Trial biased, says man in phantom workers scam

A cafe manager appealing against his conviction and jail sentence for a "phantom workers" scam told the court on Tuesday he had hoped for a woman judge because they are "less susceptible to corruption".

However, Patrick Boo Tuang Hock, 44, faced Justice Tay Yong Kwang.

Representing himself to argue that his seven-day district court trial was biased, Boo told him: "I was relieved and comforted when I saw you. I had a good impression of you. I know you are a fair and just judge."

Boo was found guilty last year of making false declarations to the Manpower Ministry in 2009. He was convicted of 15 charges and jailed for nine months. In a bid to meet quotas so that he could employ more foreign workers, Boo had told the authorities he employed five locals at his BNR Cafe outlets in Tuas and at Old Airport Road. But the five on the payroll were actually phantom workers.

The applications for the foreigners' work permits stated BNR Cafe's CPF account included contributions to only active employees, when actually these were being made to people who did not work there.

Boo's accusations of bias were aimed at a male district judge who found BNR Cafe's operations manager was aware of the false declarations when the application forms were submitted to the Controller of Work Passes.

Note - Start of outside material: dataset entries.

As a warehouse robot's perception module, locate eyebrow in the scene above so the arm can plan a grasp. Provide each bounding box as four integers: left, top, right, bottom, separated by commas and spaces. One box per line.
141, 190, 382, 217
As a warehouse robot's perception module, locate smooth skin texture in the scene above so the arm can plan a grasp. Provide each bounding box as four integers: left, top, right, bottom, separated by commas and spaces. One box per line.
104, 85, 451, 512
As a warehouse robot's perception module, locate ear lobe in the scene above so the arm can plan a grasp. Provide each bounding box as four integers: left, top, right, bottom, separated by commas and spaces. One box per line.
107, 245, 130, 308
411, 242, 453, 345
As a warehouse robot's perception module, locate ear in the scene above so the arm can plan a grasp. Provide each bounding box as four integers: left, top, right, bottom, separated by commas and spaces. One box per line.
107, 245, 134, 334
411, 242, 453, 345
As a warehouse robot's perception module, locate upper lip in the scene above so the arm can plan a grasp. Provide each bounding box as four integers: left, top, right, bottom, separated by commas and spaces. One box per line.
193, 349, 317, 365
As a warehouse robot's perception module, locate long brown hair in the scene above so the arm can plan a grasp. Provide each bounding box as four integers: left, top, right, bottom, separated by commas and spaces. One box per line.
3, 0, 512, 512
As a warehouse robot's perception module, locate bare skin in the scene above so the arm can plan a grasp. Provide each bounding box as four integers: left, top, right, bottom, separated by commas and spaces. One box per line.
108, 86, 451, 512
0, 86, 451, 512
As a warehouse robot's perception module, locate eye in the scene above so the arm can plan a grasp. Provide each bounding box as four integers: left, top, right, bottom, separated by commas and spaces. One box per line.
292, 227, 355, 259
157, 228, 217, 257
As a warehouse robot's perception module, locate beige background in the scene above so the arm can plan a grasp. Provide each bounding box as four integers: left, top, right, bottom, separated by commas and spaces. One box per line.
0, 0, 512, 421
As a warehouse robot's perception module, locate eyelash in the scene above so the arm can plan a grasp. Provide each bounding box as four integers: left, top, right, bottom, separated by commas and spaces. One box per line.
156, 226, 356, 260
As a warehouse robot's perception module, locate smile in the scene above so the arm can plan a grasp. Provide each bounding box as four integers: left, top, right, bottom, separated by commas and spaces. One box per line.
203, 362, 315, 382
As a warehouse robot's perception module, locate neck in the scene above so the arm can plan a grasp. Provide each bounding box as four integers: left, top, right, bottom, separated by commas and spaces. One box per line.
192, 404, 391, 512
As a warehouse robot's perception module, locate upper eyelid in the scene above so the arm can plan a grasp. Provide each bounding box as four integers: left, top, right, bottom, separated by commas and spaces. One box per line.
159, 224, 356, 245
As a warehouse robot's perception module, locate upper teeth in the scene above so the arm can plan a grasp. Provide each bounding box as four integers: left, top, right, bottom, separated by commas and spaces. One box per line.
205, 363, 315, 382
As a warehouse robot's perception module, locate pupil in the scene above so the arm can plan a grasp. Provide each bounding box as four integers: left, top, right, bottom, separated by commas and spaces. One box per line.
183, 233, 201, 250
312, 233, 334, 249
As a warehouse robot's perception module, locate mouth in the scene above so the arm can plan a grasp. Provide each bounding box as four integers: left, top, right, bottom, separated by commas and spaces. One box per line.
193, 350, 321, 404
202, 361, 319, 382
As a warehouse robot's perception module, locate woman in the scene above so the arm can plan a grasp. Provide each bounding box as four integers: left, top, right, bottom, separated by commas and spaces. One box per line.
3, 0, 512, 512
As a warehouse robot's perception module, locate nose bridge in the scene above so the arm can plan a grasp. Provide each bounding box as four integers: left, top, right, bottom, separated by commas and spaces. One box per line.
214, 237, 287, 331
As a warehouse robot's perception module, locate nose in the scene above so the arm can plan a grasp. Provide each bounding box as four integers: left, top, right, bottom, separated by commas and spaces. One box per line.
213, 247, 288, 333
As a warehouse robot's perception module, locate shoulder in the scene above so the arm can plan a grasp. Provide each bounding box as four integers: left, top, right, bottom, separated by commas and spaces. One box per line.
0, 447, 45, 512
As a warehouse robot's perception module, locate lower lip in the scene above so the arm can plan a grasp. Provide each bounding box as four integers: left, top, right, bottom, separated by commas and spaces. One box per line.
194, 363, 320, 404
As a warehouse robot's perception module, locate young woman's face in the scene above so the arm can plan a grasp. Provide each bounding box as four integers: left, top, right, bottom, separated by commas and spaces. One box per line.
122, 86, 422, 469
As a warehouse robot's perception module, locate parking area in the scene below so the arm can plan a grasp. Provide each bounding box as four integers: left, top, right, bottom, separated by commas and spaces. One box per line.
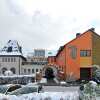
43, 86, 79, 92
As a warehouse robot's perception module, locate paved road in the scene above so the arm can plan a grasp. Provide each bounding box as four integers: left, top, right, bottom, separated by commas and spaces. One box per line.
43, 86, 79, 92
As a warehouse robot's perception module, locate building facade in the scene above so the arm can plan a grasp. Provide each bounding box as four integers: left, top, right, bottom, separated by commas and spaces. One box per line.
48, 28, 100, 79
0, 40, 26, 75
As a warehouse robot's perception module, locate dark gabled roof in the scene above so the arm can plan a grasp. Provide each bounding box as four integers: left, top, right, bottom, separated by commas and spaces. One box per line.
0, 55, 26, 61
56, 45, 65, 57
56, 28, 100, 56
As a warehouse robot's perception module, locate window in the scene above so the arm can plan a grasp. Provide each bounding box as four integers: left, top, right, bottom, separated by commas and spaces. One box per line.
28, 69, 30, 73
70, 46, 77, 59
10, 68, 16, 74
2, 58, 4, 62
7, 47, 12, 52
5, 58, 7, 62
11, 58, 13, 62
24, 69, 26, 73
14, 58, 16, 62
36, 69, 38, 72
80, 50, 91, 57
32, 69, 34, 73
8, 58, 10, 62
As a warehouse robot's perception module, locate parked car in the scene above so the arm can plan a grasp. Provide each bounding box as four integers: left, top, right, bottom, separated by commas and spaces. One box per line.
9, 85, 41, 95
26, 82, 43, 91
0, 84, 22, 94
78, 85, 84, 100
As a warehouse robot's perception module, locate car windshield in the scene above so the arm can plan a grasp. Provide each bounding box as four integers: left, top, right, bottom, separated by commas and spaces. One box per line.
0, 86, 8, 93
9, 87, 38, 95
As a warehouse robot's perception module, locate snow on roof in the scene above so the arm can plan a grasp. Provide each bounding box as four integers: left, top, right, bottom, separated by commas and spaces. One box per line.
0, 40, 22, 55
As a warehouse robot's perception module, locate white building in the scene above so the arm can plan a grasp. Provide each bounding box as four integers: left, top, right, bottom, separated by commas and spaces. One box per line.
0, 40, 26, 75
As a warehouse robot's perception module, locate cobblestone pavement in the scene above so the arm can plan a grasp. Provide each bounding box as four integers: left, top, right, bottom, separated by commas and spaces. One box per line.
43, 86, 79, 92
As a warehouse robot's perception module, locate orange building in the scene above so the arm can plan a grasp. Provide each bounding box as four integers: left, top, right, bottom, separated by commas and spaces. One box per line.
48, 28, 100, 79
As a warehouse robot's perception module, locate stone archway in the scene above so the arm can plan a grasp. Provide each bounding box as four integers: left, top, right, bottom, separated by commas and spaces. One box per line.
42, 65, 58, 79
45, 67, 55, 79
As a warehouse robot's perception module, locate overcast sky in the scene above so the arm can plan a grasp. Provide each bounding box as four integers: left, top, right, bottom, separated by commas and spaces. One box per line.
0, 0, 100, 54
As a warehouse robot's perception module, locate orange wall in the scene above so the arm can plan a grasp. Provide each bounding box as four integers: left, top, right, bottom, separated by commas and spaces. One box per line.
56, 48, 66, 72
48, 56, 56, 64
66, 31, 92, 79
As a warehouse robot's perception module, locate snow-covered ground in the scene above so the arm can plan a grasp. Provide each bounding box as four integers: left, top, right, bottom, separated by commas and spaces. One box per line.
0, 92, 79, 100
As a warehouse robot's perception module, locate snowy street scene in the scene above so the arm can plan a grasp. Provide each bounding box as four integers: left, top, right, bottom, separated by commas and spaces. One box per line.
0, 0, 100, 100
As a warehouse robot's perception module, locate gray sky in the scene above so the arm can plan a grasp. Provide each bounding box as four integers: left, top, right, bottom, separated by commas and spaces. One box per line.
0, 0, 100, 54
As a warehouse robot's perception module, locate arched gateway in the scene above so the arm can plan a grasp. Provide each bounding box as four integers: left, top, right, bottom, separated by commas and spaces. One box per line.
42, 65, 58, 79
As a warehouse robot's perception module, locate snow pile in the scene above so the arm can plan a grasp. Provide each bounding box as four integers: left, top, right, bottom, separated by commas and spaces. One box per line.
0, 92, 79, 100
40, 78, 47, 84
0, 40, 22, 55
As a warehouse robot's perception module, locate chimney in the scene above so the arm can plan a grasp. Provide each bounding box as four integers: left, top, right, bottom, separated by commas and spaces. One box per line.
76, 33, 81, 38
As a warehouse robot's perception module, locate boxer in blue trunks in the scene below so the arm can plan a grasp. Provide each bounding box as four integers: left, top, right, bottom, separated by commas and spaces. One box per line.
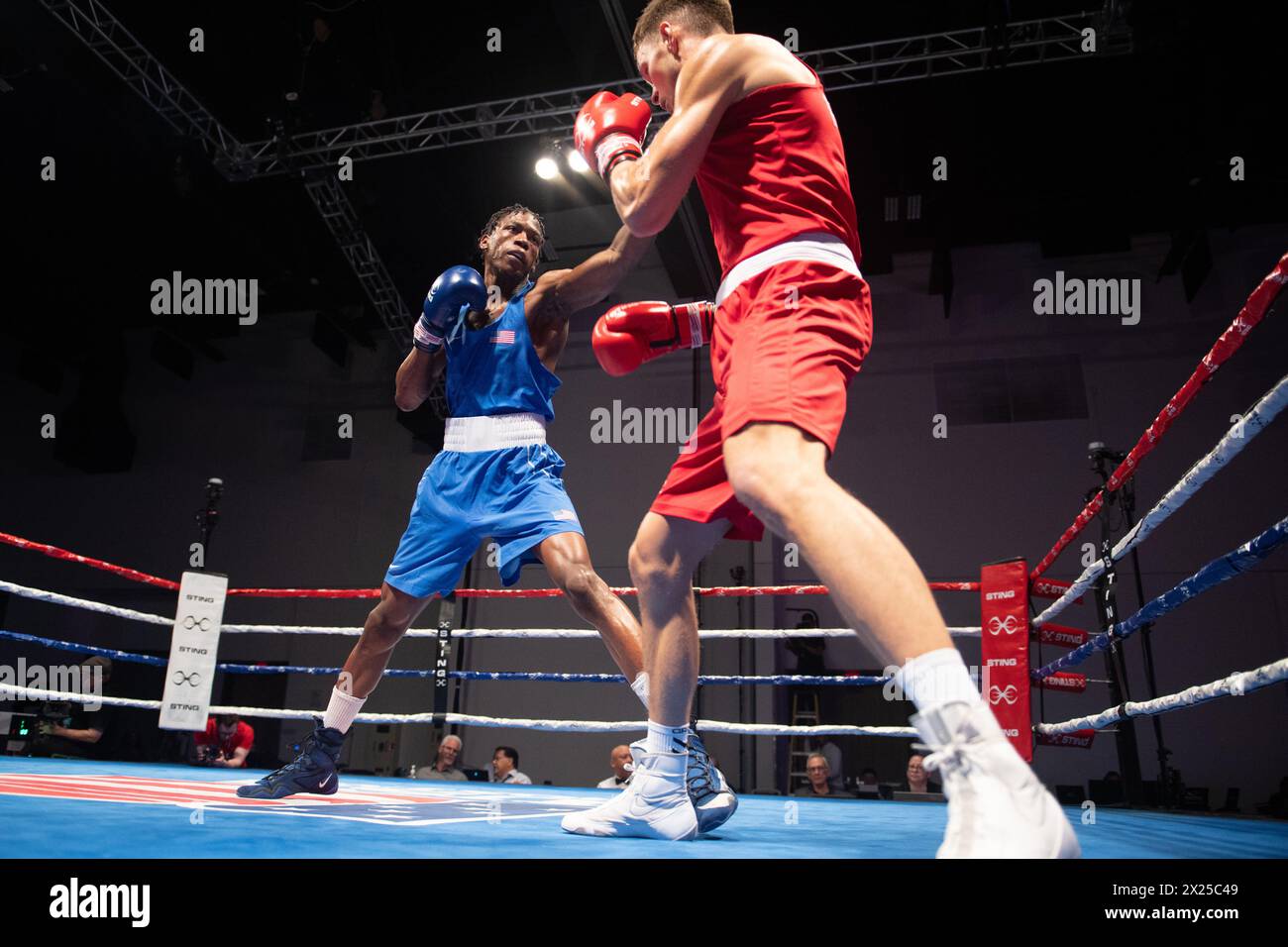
237, 205, 737, 831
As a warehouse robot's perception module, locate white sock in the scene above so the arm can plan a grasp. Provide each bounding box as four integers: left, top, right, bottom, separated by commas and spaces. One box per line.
896, 648, 980, 712
631, 672, 648, 710
644, 720, 690, 753
322, 686, 368, 733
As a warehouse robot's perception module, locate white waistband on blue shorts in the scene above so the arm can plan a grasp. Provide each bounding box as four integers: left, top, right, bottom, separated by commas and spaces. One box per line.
716, 231, 863, 305
443, 414, 546, 453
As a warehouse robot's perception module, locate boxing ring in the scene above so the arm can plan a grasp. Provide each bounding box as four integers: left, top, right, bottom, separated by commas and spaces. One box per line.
0, 254, 1288, 858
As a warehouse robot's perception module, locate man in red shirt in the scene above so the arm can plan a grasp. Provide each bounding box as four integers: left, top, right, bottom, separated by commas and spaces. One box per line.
193, 714, 255, 770
563, 0, 1078, 857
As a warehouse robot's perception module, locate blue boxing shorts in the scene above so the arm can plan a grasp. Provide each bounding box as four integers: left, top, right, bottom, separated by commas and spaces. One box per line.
385, 442, 585, 598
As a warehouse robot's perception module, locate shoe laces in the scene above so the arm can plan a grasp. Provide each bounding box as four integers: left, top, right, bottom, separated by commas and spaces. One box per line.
912, 732, 973, 781
261, 733, 317, 784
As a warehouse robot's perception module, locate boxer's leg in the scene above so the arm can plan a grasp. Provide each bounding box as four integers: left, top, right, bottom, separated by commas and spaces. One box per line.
725, 424, 952, 665
630, 511, 729, 728
725, 423, 1079, 858
340, 582, 434, 700
561, 513, 737, 840
537, 532, 644, 684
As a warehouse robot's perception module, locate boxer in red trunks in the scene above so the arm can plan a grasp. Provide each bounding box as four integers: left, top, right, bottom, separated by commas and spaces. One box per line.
563, 0, 1078, 857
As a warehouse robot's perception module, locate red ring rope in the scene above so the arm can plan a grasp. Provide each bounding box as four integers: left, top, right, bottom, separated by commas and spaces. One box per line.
1029, 254, 1288, 579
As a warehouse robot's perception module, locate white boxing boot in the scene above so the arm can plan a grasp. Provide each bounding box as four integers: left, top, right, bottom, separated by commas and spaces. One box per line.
912, 701, 1082, 858
559, 740, 698, 841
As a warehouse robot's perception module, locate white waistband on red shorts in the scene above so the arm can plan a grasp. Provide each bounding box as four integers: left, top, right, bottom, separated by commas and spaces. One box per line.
443, 414, 546, 453
716, 231, 863, 305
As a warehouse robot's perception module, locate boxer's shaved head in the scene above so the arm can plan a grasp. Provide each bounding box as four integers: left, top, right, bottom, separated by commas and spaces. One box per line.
631, 0, 733, 52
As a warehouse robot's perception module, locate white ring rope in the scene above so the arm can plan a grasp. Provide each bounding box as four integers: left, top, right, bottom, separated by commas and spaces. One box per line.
0, 684, 917, 737
0, 579, 980, 639
1033, 657, 1288, 736
1033, 376, 1288, 627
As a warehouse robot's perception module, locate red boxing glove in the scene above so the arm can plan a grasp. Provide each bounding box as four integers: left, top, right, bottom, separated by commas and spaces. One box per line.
572, 91, 653, 180
590, 303, 716, 377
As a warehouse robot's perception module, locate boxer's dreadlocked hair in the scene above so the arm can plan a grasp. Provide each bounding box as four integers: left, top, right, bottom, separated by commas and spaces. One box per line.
631, 0, 733, 51
480, 204, 546, 250
474, 204, 546, 279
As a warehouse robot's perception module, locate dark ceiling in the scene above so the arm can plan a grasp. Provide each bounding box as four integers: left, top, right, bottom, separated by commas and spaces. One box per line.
0, 0, 1288, 469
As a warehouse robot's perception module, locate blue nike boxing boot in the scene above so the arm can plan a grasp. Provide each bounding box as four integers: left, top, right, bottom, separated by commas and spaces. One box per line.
237, 716, 344, 798
684, 724, 738, 834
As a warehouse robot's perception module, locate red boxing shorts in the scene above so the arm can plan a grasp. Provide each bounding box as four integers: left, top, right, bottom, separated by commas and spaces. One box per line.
649, 261, 872, 541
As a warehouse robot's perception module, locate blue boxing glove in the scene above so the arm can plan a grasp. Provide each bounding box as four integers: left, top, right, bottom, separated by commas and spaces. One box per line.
412, 266, 486, 353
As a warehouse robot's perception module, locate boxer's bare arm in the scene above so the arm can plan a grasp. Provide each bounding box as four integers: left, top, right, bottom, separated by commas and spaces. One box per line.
525, 227, 653, 371
609, 38, 750, 237
527, 227, 653, 322
394, 346, 447, 411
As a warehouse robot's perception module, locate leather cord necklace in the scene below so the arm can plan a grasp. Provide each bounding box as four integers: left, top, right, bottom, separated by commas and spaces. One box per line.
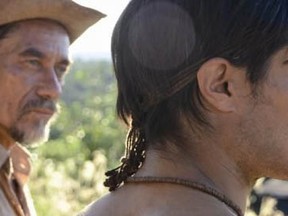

Boo argued unsuccessfully he had not known it was illegal to hire the phantom workers, and that he had acted under the instructions of his business partner, who he said was the true cafe owner.

Boo had submitted a 468-page document, which included the bias allegations, to the High Court.

He expressed disappointment on Tuesday that Justice Tay called the case "straightforward" at an earlier appeal hearing in August. The judge explained that the issues in the case are straightforward.

Boo also argued he was "handicapped" without legal representation. He said he had failed to secure help from the Law Society because his offences under the Employment of Foreign Manpower Act were not covered under the society's Criminal Legal Aid Scheme.

In response, Justice Tay asked if Boo would agree to being represented by lawyer Lionel Leo, who had offered to help. Mr Leo's name was taken from a list of lawyers under the Supreme Court's Young Amicus Curiae - or friend of the court - scheme. The judge said he did not handpick or appoint the lawyer for this case.

Boo was convicted in 2010 of running an employment agency without a licence and had an appeal dismissed in 2011.

Justice Tay adjourned the present case to a date to be fixed.